Stauffer and other nurses said they relied on their colleagues for support.
“We were each other's family,” she said.
Stauffer described “living in fear” in the early months of the pandemic. She and other nurses removed their clothes in their garage and showered immediately
when they returned home. Hawley and her husband initially slept in separate bedrooms
Stauffer got COVID-19 in November
and was out of work for
22 days, but did not need to go to the hospital. She had a headache, diarrhea, fatigue and lost her sense of taste and smell.
“It was very scary,” she said. Al Coelho said he wanted to honor the front-line workers who cared for his son and other COVID-19 patients.

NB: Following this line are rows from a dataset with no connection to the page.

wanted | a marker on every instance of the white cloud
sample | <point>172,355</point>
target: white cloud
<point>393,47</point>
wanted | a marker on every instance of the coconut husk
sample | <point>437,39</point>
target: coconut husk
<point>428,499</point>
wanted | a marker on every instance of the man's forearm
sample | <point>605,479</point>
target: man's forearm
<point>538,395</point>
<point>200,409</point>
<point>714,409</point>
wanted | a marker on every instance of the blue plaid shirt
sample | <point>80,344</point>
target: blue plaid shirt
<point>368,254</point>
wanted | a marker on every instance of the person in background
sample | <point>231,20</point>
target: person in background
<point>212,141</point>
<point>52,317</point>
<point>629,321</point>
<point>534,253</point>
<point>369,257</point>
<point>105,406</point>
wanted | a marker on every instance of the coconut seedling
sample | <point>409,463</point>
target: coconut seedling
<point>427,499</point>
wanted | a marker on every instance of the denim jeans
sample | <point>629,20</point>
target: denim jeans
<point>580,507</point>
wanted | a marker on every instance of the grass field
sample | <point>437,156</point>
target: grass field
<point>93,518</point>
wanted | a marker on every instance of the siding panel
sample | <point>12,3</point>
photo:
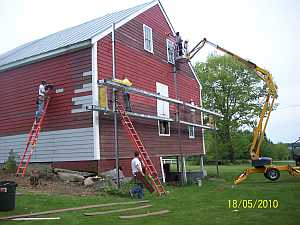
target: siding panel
<point>144,70</point>
<point>60,145</point>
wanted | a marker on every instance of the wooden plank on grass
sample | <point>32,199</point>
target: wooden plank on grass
<point>145,214</point>
<point>72,209</point>
<point>117,210</point>
<point>35,218</point>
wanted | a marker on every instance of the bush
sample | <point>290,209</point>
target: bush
<point>10,165</point>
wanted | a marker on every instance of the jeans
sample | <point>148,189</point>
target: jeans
<point>127,102</point>
<point>40,108</point>
<point>137,191</point>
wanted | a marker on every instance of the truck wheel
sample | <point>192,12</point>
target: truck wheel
<point>272,174</point>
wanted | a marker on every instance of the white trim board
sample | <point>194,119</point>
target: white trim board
<point>95,101</point>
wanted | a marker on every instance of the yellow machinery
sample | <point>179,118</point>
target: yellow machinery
<point>260,164</point>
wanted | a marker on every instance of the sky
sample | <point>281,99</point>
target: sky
<point>267,32</point>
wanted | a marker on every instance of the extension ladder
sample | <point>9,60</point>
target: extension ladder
<point>150,169</point>
<point>31,141</point>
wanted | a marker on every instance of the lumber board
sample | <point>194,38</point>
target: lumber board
<point>35,218</point>
<point>117,210</point>
<point>71,209</point>
<point>145,214</point>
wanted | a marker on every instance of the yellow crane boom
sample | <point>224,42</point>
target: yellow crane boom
<point>260,164</point>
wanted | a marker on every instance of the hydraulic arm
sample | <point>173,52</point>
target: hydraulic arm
<point>259,163</point>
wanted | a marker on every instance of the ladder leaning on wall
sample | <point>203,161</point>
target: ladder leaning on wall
<point>150,169</point>
<point>31,141</point>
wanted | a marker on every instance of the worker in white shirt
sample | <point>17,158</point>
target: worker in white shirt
<point>41,99</point>
<point>136,168</point>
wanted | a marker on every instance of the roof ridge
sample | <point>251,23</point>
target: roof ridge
<point>68,36</point>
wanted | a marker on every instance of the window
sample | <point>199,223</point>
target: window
<point>148,40</point>
<point>162,106</point>
<point>191,131</point>
<point>170,51</point>
<point>163,128</point>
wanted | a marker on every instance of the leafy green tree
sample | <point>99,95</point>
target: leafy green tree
<point>234,90</point>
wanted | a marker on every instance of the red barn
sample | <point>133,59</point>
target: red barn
<point>73,60</point>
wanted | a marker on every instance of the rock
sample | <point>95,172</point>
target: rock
<point>70,177</point>
<point>89,181</point>
<point>113,174</point>
<point>84,174</point>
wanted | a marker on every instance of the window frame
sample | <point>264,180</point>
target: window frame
<point>170,60</point>
<point>191,134</point>
<point>169,132</point>
<point>145,39</point>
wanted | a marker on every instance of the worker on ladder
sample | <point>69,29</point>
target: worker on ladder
<point>43,90</point>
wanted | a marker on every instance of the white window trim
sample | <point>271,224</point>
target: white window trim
<point>166,135</point>
<point>145,48</point>
<point>172,61</point>
<point>190,135</point>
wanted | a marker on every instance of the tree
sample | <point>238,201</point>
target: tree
<point>234,90</point>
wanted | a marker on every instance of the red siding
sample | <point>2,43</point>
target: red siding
<point>19,91</point>
<point>144,70</point>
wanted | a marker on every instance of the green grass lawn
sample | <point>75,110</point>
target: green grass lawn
<point>188,205</point>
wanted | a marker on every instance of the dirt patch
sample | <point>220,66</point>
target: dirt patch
<point>52,185</point>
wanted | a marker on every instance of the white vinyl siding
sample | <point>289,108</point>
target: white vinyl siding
<point>148,40</point>
<point>53,146</point>
<point>162,106</point>
<point>170,51</point>
<point>163,128</point>
<point>191,131</point>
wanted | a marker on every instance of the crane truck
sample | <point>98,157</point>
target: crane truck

The Coelho family’s story reached across the nation when his wife, Katie, found a note her husband had written to her and their two young kids on his phone before he died.
“I love you guys with all my heart and you’ve given me the best life I could have ever asked for,” Jonathan Coelho wrote.
Jonathan and Katie Coelho have two kids, Braedyn, now 3, and Penny, who is almost 2. Their mom has decorated their home with pictures of their dad and Penny can point him out, Al Coelho said.
“Even though she is a young age, she knows Dada,” he said.
Stauffer said nursing will be
forever changed. She has sought help through the mental health programs the hospital offers.
“We lost something of ourselves through this pandemic,” she said.